I wrote: “Saya doakan awak sembuh” (I pray you get well). And then it came out on the blogs quickly. In hindsight, however, it made me think – Wait, was this bait to provoke me? I realised I must be careful with the way I react, because sometimes it may just prolong things. So nowadays if there is anything even remotely negative or something I dislike, I will just block and delete. I negate the negative.”

Even with that stance, Lisa has found she can’t win sometimes – she faces criticism about just wanting pujian saja (only praise).

But she has learnt to become more zen and philosophical about things. “It is better if we have the positive outweigh the negative in life.”

Parental Bliss

When it comes to talking about positive things and the joys of parenting, Lisa’s eyes brighten. Her whole body moves animatedly with expression.

Lisa shares her love for reading with her children.

She loves doing oral interpretation when she reads to her children – dramatic reading that uses different voices for different characters. Lisa has read up about phonics and whole word reading. She continues to teach Yahaira about empathy and consent – her daughter knows how to say ‘No means no’. Most of all, she loves learning about her children’s personalities, and she has learnt new things about herself too.

“Motherhood is one of the best things that happened in my life. They always say, love yourself. I love myself, but I don’t fully understand that notion. Even now, I’m still trying to understand that.

“We mothers tend to put others first – our kids, our husbands – and we get things in order and manage everything. So what is ‘love yourself’ first? Is it ‘me time’? Does it mean manicures and pedicures, spas and massages? But I think it goes deeper than that. I think that is something I’m still learning about as well, trying to fully understand what loving myself means.”

You got this

Lisa said she is on a journey of discovery still, learning to be a better version of herself every day.
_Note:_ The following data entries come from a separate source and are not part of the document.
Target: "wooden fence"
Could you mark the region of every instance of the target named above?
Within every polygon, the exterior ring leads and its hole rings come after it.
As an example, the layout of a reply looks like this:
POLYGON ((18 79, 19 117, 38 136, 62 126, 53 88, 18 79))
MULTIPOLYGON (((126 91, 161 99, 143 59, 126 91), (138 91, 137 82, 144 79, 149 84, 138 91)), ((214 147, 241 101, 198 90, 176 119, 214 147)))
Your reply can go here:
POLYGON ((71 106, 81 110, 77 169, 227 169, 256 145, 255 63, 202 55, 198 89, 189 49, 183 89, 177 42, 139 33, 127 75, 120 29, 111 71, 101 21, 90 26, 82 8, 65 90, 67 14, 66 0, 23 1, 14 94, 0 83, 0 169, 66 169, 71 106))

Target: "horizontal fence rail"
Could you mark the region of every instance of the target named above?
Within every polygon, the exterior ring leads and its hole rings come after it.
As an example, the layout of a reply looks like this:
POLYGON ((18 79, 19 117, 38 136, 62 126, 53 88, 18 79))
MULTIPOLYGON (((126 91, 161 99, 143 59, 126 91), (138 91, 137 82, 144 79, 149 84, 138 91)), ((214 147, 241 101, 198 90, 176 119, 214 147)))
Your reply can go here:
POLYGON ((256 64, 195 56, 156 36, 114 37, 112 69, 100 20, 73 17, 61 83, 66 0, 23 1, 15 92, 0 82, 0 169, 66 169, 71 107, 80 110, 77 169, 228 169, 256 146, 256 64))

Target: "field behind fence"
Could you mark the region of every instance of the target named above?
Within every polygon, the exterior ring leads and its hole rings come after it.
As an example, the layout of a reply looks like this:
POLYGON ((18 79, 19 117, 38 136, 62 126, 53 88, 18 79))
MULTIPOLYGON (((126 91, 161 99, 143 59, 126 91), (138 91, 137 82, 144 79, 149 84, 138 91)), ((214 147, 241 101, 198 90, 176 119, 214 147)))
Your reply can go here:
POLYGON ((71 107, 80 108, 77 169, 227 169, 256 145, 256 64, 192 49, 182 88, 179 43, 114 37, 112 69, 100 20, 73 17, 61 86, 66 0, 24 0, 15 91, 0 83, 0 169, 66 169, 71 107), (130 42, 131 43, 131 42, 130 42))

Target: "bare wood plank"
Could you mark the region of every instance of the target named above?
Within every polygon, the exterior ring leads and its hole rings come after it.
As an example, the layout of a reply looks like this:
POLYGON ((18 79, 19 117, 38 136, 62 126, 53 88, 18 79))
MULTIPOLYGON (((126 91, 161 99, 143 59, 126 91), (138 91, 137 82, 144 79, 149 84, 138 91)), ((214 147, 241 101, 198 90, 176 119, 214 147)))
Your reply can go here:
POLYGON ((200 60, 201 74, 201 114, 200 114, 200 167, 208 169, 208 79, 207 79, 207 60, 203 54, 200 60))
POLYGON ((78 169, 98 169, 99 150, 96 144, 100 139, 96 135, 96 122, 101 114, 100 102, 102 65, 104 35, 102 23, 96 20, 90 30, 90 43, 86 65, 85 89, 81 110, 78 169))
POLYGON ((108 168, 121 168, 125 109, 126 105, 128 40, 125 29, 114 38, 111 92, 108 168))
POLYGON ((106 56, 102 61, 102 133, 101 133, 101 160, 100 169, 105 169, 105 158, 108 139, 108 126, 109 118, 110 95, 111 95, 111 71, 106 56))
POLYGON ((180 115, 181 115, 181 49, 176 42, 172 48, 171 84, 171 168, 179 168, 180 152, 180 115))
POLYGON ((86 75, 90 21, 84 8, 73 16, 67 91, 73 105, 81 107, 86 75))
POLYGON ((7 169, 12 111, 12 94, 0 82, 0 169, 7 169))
Lisa takes her ambassadorship with UNICEF seriously. With Choi Siwon, promoting kindness on a recent #standtogether campaign.

“Every night before I go to sleep, I ask myself ‘What did I like about today?’ I am trying to truly embrace being grateful with what I have. To truly feel syukur (grateful).”

And her message to fellow mothers out there?

“You got this. When the odds are against us, it is because we are tough. And the tough get going.”

Laych Koh is the editor-in-chief of makchic.